Since, by Prof. L.'s indications, this is going to be a lonely effort, your host is making a special effort to do this carefully. So watch this space for a lot more over the next 48 hours. All SC is going to say for now is that the more he sees, the less he thinks she's off her rocker...
So does this mean there's going to be another guest blogger?
Posted by: language hat | April 22, 2004 at 12:42 PM
No, this is a serious research piece which will be coming out in 3 or 4 parts. I've got scome interesting statistics on test scores, some data on the shifts in the cirriculum that high schoolers are actually taking, and as Mark Liberman helpfully suggested, there's some work out there indicating that reading material for young people is gettind dumbed down.
I think Paglia's thesis is a bit exaggerated, but I do believe that reading skills have become devalued in our culture, and the story isn't just the usual hand-wringing of the same people who have thought English is dying for the last 500 years. This isn't an area I'm expert in, by any means, so it's taking a while to put together a coherent defense.
Posted by: Semantic Compositions | April 22, 2004 at 02:02 PM
So it sounds like you are intending to defend her claim about the trend - decreasing literacy - and not necessarily her claim about the cause?
Posted by: Nicole Wyatt | April 22, 2004 at 02:12 PM
Yes, that's correct. I don't think there's much evidence to suggest that TV = shorter attention spans, or at least I haven't found anything that strikes me as a great argument for it; however, I think there's a fairly strong case to be made that reading skills are taking a dive.

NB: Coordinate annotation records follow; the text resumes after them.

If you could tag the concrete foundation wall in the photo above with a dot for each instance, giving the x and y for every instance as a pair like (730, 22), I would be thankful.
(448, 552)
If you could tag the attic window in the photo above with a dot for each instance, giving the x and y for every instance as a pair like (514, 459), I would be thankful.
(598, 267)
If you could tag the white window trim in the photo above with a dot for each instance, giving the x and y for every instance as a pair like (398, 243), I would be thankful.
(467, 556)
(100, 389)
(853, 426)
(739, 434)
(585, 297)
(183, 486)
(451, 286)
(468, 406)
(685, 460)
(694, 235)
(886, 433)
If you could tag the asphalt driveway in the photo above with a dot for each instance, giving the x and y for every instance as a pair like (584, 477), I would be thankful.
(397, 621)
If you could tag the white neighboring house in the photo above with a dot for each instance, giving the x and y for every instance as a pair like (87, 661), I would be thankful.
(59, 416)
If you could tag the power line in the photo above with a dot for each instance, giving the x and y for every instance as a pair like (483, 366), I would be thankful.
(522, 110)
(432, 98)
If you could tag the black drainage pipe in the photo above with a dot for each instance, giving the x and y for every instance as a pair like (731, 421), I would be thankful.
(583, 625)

Posted by: Semantic Compositions | April 22, 2004 at 03:27 PM
I doubt anyone is still reading this post but I came across it by a related search. To "defend" Camille seems utterly superfluous. If you have any love for the English language and have paid any attention from either side of the teacher's desk her basic assertions are depressingly self-evident, at least in the U.S.. Global literacy as such is increasing as far as I've read. This a predictable correlary of ongoing industrialization and urbanization, but has nothing to do whatsoever with the quality of that literacy in places where there was a very high percentage to begin with. The real point is the drop off from parent to child in middle and upper class America. I believe no small part of the blame falls on what I call the regime of self-esteem, which always places education and actual skill level second, and often a distant second. There are exceptions of course, and we should all aspire to be one, rather than attack (typically in ad hominum fashion)those who call attention to the problems that we face and teachers in particular.